Two: I think almost the whole of Crowley’s imagination — in his fantasies, though not in his many non-fantastic writings — derives from two books, both of them by Frances Yates: The Art of Memory and The Rosicrucian Enlightenment. The first is a book about making the events and experiences and encounters of the past meaningful and coherent; the second is a book about achieving a nirvana, a wholly enlightened consciousness. The Chymical Wedding of Christian Rosenkreutz is re-enacted or re-interpreted several times in Crowley’s work, including the marriage of Smoky and Daily Alice. (Colin Burrow, in an essay that Adam cites, notes this influence and thinks that current scholarly skepticism about Yates’s arguments creates a “big problem” for Crowley’s fiction, though I don’t know why that would be. Surely works of literary art don’t need to be grounded in sound scholarship to be good stories. The discrediting of the Ptomelaic cosmos doesn’t make the Divine Comedy less compelling.)
It may be that Crowley sees us as having to choose between the two visions of Yates’s two books: that is, we can have a history that takes beautiful form or a beatific vision of total Meaning. Those granted nirvana leave their history behind, as the fairies leave behind Edgewood; that it is “a house made of time” is why they must leave it. You could say that Edgewood is the real protagonist of the story because it enables enlightenment for the fairies and for Smoky the completion of his Tale. And so at the end it runs on, telling its story because it doesn’t know how to do anything else, though both of its audiences have departed. I don’t know anything lovelier in literature than the final paragraph of Little, Big, a book that does not begin but rather ends with “once upon a time.”

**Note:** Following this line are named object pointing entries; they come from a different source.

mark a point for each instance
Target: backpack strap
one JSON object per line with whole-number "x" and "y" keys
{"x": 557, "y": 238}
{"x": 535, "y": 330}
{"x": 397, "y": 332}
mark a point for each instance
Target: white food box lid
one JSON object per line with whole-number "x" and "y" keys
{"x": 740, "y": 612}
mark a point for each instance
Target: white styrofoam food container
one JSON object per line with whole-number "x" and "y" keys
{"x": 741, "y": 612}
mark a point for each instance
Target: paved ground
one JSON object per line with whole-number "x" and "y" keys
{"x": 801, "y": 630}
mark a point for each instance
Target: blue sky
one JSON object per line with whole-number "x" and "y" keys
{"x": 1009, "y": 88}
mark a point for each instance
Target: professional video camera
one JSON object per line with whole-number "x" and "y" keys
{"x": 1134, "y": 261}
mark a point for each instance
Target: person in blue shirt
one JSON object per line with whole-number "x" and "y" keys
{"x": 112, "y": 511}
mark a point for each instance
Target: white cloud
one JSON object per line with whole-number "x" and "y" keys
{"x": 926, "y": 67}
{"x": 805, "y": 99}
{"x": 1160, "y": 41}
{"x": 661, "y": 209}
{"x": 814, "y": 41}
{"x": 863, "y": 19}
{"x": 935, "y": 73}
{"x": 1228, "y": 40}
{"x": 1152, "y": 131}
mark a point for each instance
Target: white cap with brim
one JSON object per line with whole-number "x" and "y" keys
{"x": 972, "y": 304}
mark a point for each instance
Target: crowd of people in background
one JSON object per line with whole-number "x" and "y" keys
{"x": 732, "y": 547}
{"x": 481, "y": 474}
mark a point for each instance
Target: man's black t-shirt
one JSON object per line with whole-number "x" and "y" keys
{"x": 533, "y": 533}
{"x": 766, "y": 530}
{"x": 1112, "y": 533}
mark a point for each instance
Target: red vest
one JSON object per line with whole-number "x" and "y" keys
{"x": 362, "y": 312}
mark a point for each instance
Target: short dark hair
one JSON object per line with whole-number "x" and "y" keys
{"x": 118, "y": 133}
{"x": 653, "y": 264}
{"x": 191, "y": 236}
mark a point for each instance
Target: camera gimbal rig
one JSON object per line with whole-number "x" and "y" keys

(There are, I think, three chief sources of image and myth in Crowley’s fantasies: the Arts & Crafts movement, the Rosicrucian Enlightenment, and one more: the counterculture of the Sixties, which I think Crowley sees as, at its best, inheriting those earlier movements — but never quite laying firm hold on them. Swerving from what it could have been and should have been. But that’s more of a theme in the Aegypt books than Little, Big.)
Three: Little, Big is full of Sehnsucht, it is a “search for the blue flower” story, and I don’t know any other book that better depicts this experience. (I don’t agree with Burrow that such a fantasy is “a conscious substitute for the magic in which you don’t quite believe any more”; I think it’s in no way a substitute, but a pointer towards something that necessarily remains always out of reach.) I also think — and this is not unrelated — that Little, Big is an illustration of the fact that for us mortals “death is the mother of beauty”: Smoky’s apprehension of the Tale is shaped wholly by the fact that he will not inherit it, is not made to inherit and inhabit it, but through helping it to come to be he plays a part that only an outsider to its full enactment can play. It is beautiful to him in a way that it cannot be to its participants; that is its gift to him. There is an inevitable asymmetry in his marriage which somehow make it stronger and more wonderful rather than weaker: he loves Daily Alice differently than she loves him. She occupies almost the whole of his short life; he can be to her only a moment, though perhaps the dearest moment, in an endless one. (It is very sweet to me that she and only she knows where he is buried.)
I think by calling attention to this asymmetry he remedies the biggest defect in The King of Elfland’s Daughter: Dunsany never acknowledges that by bringing the whole of Erl into Elfland he has taken away the very thing that makes Lirazel ache for her husband and family: their mortality. Blake’s “Eternity is in love with the productions of time” is the mirror-image of Sehnsucht, and Crowley gets that, while Dunsany, I think, does not.